A psychiatrist, Dr. Leibman, eventually listens to stories of Eddie's nightmares and general discontent with life. Eddie returns to work, where he insults a valued client. He pilots a small plane about L.A. and buzzes its skyscrapers recklessly, causing the police to be called. His mental stability is now seriously in doubt. His wife also sees compromising photographs of Eddie and Gwen.

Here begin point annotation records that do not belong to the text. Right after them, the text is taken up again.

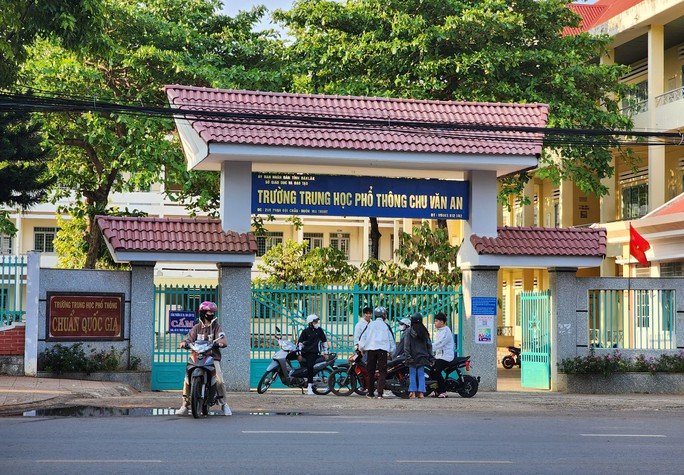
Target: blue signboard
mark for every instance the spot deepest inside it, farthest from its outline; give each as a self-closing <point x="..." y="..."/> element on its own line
<point x="181" y="321"/>
<point x="484" y="306"/>
<point x="340" y="195"/>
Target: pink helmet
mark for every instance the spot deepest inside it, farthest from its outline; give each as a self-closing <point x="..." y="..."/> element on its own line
<point x="208" y="307"/>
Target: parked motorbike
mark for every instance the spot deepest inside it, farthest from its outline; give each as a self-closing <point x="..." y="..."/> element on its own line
<point x="463" y="384"/>
<point x="281" y="367"/>
<point x="202" y="376"/>
<point x="512" y="358"/>
<point x="349" y="377"/>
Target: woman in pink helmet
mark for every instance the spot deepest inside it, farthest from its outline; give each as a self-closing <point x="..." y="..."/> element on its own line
<point x="207" y="329"/>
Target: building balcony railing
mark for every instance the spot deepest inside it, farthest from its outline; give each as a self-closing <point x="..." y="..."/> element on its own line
<point x="670" y="96"/>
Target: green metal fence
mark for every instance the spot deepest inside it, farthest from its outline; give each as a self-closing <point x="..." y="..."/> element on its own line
<point x="12" y="289"/>
<point x="632" y="319"/>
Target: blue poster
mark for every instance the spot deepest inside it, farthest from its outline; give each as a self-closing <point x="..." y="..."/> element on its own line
<point x="181" y="321"/>
<point x="341" y="195"/>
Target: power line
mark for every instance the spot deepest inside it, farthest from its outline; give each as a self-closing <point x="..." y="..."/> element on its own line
<point x="50" y="103"/>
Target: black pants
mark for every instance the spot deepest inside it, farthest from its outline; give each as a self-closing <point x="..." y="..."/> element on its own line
<point x="377" y="360"/>
<point x="310" y="361"/>
<point x="437" y="374"/>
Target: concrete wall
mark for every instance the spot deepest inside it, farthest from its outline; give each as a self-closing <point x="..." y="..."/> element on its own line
<point x="570" y="313"/>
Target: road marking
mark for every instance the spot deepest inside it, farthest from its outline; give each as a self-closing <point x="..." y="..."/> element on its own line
<point x="98" y="461"/>
<point x="496" y="462"/>
<point x="622" y="435"/>
<point x="288" y="432"/>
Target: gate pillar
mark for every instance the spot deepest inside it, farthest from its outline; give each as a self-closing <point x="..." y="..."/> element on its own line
<point x="141" y="323"/>
<point x="564" y="328"/>
<point x="479" y="281"/>
<point x="235" y="300"/>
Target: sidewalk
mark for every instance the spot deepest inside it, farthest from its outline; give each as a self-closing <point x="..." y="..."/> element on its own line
<point x="18" y="393"/>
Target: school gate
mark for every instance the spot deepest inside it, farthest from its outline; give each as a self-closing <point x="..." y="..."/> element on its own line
<point x="286" y="306"/>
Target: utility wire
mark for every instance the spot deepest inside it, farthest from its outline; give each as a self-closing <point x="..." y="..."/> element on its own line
<point x="31" y="103"/>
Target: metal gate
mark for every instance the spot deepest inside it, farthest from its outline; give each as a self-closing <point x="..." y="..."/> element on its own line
<point x="168" y="362"/>
<point x="535" y="353"/>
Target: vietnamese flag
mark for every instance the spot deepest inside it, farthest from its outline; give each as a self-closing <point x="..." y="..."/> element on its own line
<point x="638" y="246"/>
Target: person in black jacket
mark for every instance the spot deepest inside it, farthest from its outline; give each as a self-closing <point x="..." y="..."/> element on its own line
<point x="311" y="342"/>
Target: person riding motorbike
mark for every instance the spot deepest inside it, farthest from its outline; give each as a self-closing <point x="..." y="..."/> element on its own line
<point x="311" y="341"/>
<point x="207" y="329"/>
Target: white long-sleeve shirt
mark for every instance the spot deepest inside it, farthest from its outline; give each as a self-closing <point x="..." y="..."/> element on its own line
<point x="444" y="344"/>
<point x="377" y="336"/>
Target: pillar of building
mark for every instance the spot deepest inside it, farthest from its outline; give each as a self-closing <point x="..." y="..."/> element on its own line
<point x="236" y="196"/>
<point x="235" y="296"/>
<point x="563" y="318"/>
<point x="656" y="154"/>
<point x="32" y="313"/>
<point x="479" y="281"/>
<point x="142" y="314"/>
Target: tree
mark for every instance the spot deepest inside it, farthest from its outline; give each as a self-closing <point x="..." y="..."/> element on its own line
<point x="468" y="50"/>
<point x="144" y="46"/>
<point x="23" y="171"/>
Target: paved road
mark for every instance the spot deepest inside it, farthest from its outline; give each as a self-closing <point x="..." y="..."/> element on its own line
<point x="371" y="441"/>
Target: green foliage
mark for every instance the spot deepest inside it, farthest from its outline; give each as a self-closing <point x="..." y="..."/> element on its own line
<point x="468" y="50"/>
<point x="145" y="46"/>
<point x="615" y="362"/>
<point x="74" y="359"/>
<point x="291" y="263"/>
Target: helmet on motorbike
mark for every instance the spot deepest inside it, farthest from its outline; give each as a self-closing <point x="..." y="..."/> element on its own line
<point x="312" y="318"/>
<point x="207" y="312"/>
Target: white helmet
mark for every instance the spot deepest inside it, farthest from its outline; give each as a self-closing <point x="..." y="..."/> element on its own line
<point x="312" y="318"/>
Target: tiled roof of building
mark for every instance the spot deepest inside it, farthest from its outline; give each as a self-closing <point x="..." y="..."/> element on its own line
<point x="519" y="241"/>
<point x="182" y="235"/>
<point x="599" y="12"/>
<point x="288" y="120"/>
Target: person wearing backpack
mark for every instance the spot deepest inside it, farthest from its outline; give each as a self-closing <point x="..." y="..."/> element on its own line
<point x="377" y="341"/>
<point x="418" y="352"/>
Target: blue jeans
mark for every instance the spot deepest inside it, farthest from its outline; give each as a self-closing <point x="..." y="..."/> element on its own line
<point x="416" y="379"/>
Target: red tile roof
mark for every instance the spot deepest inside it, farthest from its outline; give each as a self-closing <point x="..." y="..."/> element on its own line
<point x="518" y="241"/>
<point x="286" y="120"/>
<point x="180" y="235"/>
<point x="599" y="12"/>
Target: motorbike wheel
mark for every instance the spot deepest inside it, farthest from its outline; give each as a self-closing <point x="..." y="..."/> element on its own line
<point x="266" y="380"/>
<point x="341" y="382"/>
<point x="196" y="400"/>
<point x="469" y="388"/>
<point x="508" y="362"/>
<point x="322" y="387"/>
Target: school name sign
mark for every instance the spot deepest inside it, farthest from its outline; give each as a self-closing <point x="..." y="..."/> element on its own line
<point x="341" y="195"/>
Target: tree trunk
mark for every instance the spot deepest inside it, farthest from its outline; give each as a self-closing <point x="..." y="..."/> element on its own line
<point x="93" y="238"/>
<point x="375" y="239"/>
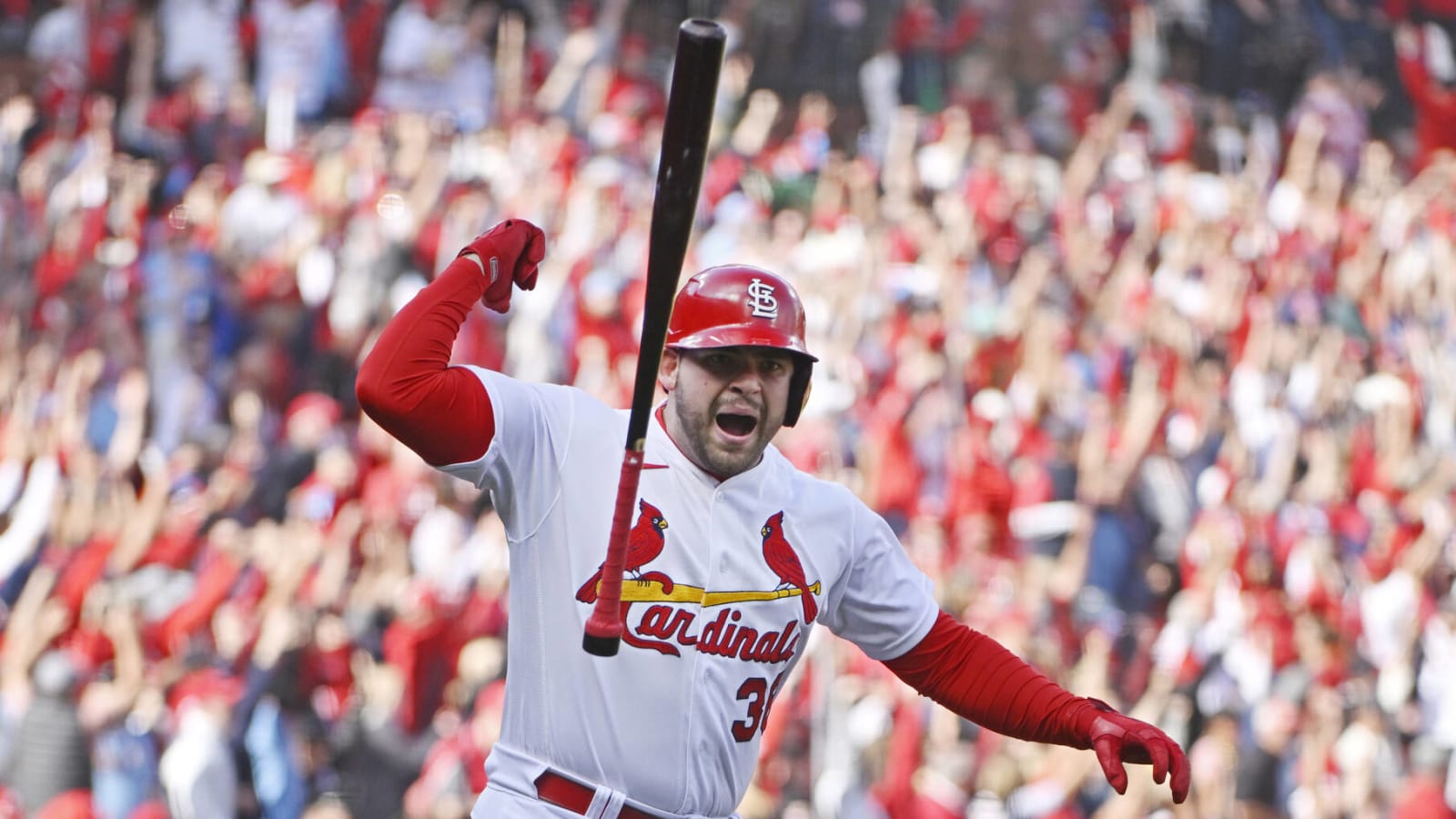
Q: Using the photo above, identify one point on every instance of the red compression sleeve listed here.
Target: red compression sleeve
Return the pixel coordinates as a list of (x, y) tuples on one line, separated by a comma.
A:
[(408, 385), (980, 680)]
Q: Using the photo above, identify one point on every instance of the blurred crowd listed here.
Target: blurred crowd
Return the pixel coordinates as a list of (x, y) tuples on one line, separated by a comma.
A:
[(1136, 321)]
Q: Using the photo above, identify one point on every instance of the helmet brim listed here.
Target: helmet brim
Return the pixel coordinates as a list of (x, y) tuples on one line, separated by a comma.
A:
[(742, 336)]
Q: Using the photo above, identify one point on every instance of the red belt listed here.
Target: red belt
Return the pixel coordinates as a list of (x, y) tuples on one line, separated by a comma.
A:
[(577, 797)]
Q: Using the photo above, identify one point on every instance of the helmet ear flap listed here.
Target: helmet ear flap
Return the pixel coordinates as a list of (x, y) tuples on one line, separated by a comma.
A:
[(798, 389)]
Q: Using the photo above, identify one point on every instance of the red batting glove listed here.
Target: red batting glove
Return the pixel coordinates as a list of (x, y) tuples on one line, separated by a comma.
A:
[(509, 256), (1118, 738)]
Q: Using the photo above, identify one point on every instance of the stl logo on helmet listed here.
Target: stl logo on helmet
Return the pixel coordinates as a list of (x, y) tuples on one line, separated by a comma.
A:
[(762, 300), (664, 627)]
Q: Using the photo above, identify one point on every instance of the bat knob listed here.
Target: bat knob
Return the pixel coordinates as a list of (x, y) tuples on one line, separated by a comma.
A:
[(699, 28), (601, 646)]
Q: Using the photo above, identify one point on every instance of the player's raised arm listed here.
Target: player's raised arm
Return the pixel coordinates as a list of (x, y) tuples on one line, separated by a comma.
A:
[(980, 680), (407, 383)]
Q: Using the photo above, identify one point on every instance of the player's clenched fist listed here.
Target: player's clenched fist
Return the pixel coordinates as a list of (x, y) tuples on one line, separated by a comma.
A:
[(509, 256), (1118, 738)]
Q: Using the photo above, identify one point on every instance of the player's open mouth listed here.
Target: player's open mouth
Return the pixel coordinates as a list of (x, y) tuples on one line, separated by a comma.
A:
[(737, 424)]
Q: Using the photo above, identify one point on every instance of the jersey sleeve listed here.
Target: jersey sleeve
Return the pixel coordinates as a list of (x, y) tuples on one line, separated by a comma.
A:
[(523, 465), (883, 602)]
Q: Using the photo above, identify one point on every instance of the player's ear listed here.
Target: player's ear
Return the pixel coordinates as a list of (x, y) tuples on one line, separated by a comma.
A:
[(667, 369)]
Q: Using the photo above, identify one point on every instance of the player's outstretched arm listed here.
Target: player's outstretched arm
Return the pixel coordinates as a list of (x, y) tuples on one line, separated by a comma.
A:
[(407, 383), (980, 680)]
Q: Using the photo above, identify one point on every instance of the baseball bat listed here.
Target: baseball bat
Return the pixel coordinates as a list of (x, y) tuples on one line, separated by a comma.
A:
[(691, 102)]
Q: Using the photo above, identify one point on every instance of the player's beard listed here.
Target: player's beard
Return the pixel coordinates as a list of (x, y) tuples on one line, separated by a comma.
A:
[(710, 450)]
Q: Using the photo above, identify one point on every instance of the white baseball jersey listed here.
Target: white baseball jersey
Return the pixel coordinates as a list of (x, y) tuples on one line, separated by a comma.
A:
[(713, 611)]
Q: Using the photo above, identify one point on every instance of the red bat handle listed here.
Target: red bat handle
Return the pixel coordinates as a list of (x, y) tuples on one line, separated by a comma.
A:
[(604, 625)]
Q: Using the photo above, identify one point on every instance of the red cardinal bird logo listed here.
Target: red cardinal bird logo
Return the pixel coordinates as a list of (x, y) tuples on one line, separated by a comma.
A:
[(785, 562), (644, 544)]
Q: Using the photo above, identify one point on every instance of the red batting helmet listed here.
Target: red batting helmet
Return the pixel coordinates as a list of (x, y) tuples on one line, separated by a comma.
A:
[(742, 305)]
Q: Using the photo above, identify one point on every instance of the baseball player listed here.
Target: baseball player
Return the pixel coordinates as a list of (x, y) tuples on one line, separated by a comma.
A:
[(733, 557)]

Arthur, his lawyer, gives wife Florence power of attorney as Eddie travels to New York to visit Sam Arness, his ill father. The father is so sick that Eddie's brother and sister-in-law want him placed in an institution. Gwen is also in New York now, living with a man named Charles and telling Eddie of many other affairs that she has had. She has a baby that she claims is not Eddie's (but it is strongly implied she's lying).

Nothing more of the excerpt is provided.